Cliquez sur >> à droite pour faire disparaître les annonces

19 juin 2006

Laurent Roux vide son sac

Claude Canellas

BORDEAUX - L'ancien cycliste professionnel Laurent Roux, l'un des principaux accusés du procès du trafic de "pot belge" qui s'est ouvert lundi devant le tribunal correctionnel de Bordeaux a dénoncé le dopage institutionnalisé dans le sport cycliste.

Professionnel de 1994 à 2003 successivement dans les équipes Castorama, TVM, Cofidis, Mobilvetta et Jean Delatour, Laurent Roux a jeté un froid dans la salle d'audience en reconnaissant s'être dopé durant toute sa carrière. Interrogé par Me Paul Mauriac, avocat de la Fédération française de cyclisme (FFC) partie civile au procès, lequel après avoir énuméré son palmarès, lui a demandé pour chacune de ses performances : "dopé ou pas ?", Laurent Roux a répondu après quelques secondes de silence : "oui !"

Le coureur natif du Lot a reconnu avoir utilisé de l'EPO, des hormones de croissance, de la cortisone et de la testostérone.

"Quand on est sportif, on est là pour gagner", s'est-il justifié.

Mais "les produits ne tombent pas du ciel. On vous donne des conseils, on vous fournit des produits et ce sont les médecins qui font ça", a-t-il dit, ajoutant que, dans certaines équipes, "des médecins coûtent plus cher que les coureurs".

Laurent Roux a indiqué qu'au départ il s'agit de produits autorisés. "On vous branche une perfusion de glucose, puis on se la fait soi-même, puis on passe aux sels minéraux et à l'intraveineuse", a-t-il dit ajoutant que les coureurs passaient progressivement aux produits interdits.

Suspension
"En 1995 quand j'ai commencé à avoir des résultats, le médecin de Castorama (l'équipe cycliste) m'a proposé de prendre de la cortisone", a précisé l'ancien pro.

Il a admis les petits arrangements consistant à se porter malade pour autoriser par ordonnance médicale la prise de médicaments habituellement interdits.

"90% du Tour de France est asthmatique, 90 % est allergique au pollen", a lancé l'ancien professionnel.

Roux est poursuivi pour importation, détention, transport et cession de produits stupéfiants et offre à un sportif de produit dopant.

Il a expliqué qu'il avait été mis à l'écart par le milieu pour avoir trop longtemps refusé au début de se soumettre aux habitudes comme, lors d'un mariage en présence de toute l'équipe Castorama, où il avait décliné la prise de drogues.

Il avait ensuite payé la note en étant contrôlé deux fois positif dans des conditions qu'il conteste, la deuxième fois ayant entraîné une suspension de quatre ans et sa fin de carrière.

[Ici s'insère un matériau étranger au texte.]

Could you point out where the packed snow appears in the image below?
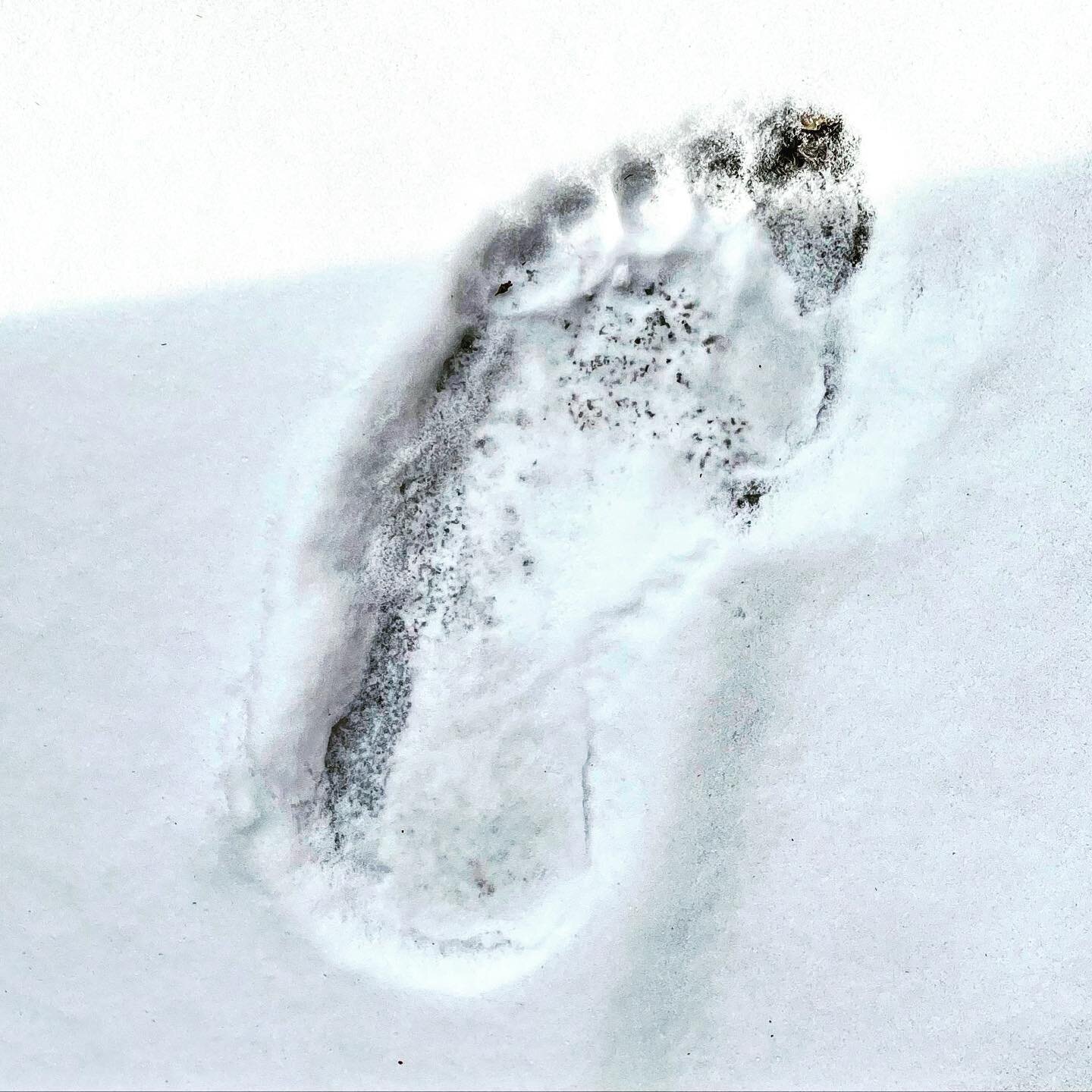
[0,55,1092,1087]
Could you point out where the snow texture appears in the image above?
[6,98,1092,1087]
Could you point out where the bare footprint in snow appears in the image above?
[237,105,871,992]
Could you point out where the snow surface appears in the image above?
[0,119,1092,1087]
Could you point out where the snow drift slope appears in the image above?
[0,155,1092,1087]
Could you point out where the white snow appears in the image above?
[0,14,1092,1087]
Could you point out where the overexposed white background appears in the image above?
[0,0,1092,1087]
[0,0,1092,313]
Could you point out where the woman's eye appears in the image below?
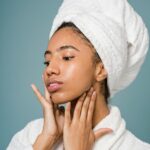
[44,61,49,66]
[63,56,74,61]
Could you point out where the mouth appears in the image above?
[47,81,63,92]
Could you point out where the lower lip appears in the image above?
[47,83,62,92]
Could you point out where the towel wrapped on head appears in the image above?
[49,0,149,97]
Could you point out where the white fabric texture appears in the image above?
[49,0,149,97]
[7,106,150,150]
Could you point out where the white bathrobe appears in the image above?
[7,106,150,150]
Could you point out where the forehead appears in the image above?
[47,27,92,52]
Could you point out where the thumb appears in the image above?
[94,128,113,141]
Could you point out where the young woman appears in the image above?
[7,0,150,150]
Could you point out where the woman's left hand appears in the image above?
[63,88,112,150]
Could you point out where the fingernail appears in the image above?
[93,91,96,95]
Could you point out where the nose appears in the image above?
[46,60,60,76]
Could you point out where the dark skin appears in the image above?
[32,28,112,150]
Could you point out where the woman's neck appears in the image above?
[71,90,109,128]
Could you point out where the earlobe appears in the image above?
[95,63,107,82]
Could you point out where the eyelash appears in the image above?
[44,56,74,66]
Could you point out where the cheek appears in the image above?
[51,65,94,104]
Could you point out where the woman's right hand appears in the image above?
[31,76,64,150]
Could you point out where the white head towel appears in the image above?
[49,0,149,97]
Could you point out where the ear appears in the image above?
[95,62,107,82]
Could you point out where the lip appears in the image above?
[47,80,63,92]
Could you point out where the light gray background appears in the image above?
[0,0,150,150]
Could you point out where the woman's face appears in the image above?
[44,27,95,104]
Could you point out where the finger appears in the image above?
[94,128,113,141]
[31,84,46,107]
[87,91,96,125]
[80,87,93,121]
[42,74,51,102]
[73,93,86,121]
[58,106,65,114]
[65,102,71,126]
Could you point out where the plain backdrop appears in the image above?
[0,0,150,150]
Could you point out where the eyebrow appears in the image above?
[44,45,80,56]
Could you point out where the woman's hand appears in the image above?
[63,88,112,150]
[31,76,64,150]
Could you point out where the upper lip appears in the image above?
[47,79,63,86]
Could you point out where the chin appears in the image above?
[51,92,80,104]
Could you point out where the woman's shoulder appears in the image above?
[8,118,43,149]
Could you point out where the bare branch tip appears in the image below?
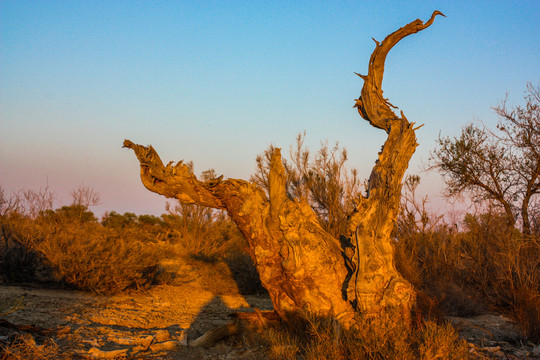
[122,139,135,149]
[355,73,367,80]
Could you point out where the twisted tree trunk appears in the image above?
[124,11,442,327]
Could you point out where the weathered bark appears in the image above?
[124,11,440,327]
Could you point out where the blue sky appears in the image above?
[0,0,540,214]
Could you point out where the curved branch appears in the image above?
[355,11,445,133]
[123,140,225,210]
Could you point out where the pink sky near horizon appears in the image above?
[0,1,540,216]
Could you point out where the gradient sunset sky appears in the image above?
[0,0,540,215]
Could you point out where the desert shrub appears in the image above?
[162,202,245,261]
[394,183,540,341]
[255,313,469,360]
[0,187,184,293]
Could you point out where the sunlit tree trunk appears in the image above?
[124,11,440,327]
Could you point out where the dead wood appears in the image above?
[124,11,442,328]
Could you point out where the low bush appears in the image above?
[395,193,540,342]
[255,313,469,360]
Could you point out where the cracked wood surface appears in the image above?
[124,11,442,327]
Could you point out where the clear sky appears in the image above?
[0,0,540,215]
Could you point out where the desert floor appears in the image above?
[0,262,540,359]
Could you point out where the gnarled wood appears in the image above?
[124,11,442,327]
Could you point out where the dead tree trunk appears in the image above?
[124,11,441,327]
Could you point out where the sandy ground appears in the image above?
[0,264,540,359]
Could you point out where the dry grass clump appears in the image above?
[395,184,540,342]
[0,189,249,293]
[261,314,469,360]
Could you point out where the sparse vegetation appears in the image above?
[0,184,248,293]
[0,84,540,360]
[253,313,469,360]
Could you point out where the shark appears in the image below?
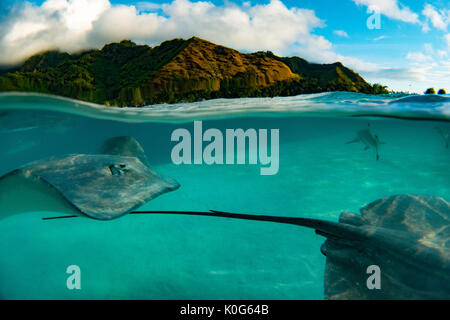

Il a expliqué qu'il avait ensuite fait appel au soigneur belge Freddy Sergant, l'un des 23 prévenus avec notamment l'ancien directeur sportif adjoint de l'équipe AG2R, Laurent Biondi, et l'ancien champion du monde de VTT Christophe Dupouey, pour qu'il le fournisse en "pot belge", produit dopant à base d'amphétamines, pour combattre sa déprime, tombant alors dans une véritable toxicomanie.

Peur
Il a reconnu avoir organisé un trafic dans le sud de la France de 2000 doses entre 2002 et 2005 pour financer ses propres prises, entraînant son frère Fabien, ancien cycliste amateur, dans la même spirale jusqu'à un coup de filet en janvier 2005.

Laurent Roux a confirmé l'existence de soirées "un peu jet set" organisées chez de grands champions cyclistes et dans lesquelles il est important de se trouver.

Son frère Fabien a ainsi reconnu avoir fait connaissance avec le "pot belge" au cours de l'une d'elle chez un ancien grand champion français de la région où coureurs, mécaniciens, médecins, soigneurs en consommaient.

"Le vélo ça a été toute ma vie, ça l'est encore aujourd'hui, malheureusement mais je n'en fais plus partie", a-t-il dit à la presse après l'audience.

"Il y en a marre qu'on dise toujours que c'est les coureurs qui sont des imbéciles, que personne ne sait rien. Tout le monde sait, y compris des journalistes qui vivent au quotidien avec nous. Il faut changer cette langue de bois. Je me retrouve devant un tribunal pour dire ça où je vais me faire massacrer car je risque de payer toute ma vie pour ces faits là. Mais tant pis, je vais vider mon sac", a-t-il ajouté.

"Bien sûr que j'ai peur parce qu'il y a des gens puissants. Oui j'ai peur du milieu. Il y a déjà eu des choses qui font peur", a-t-il dit.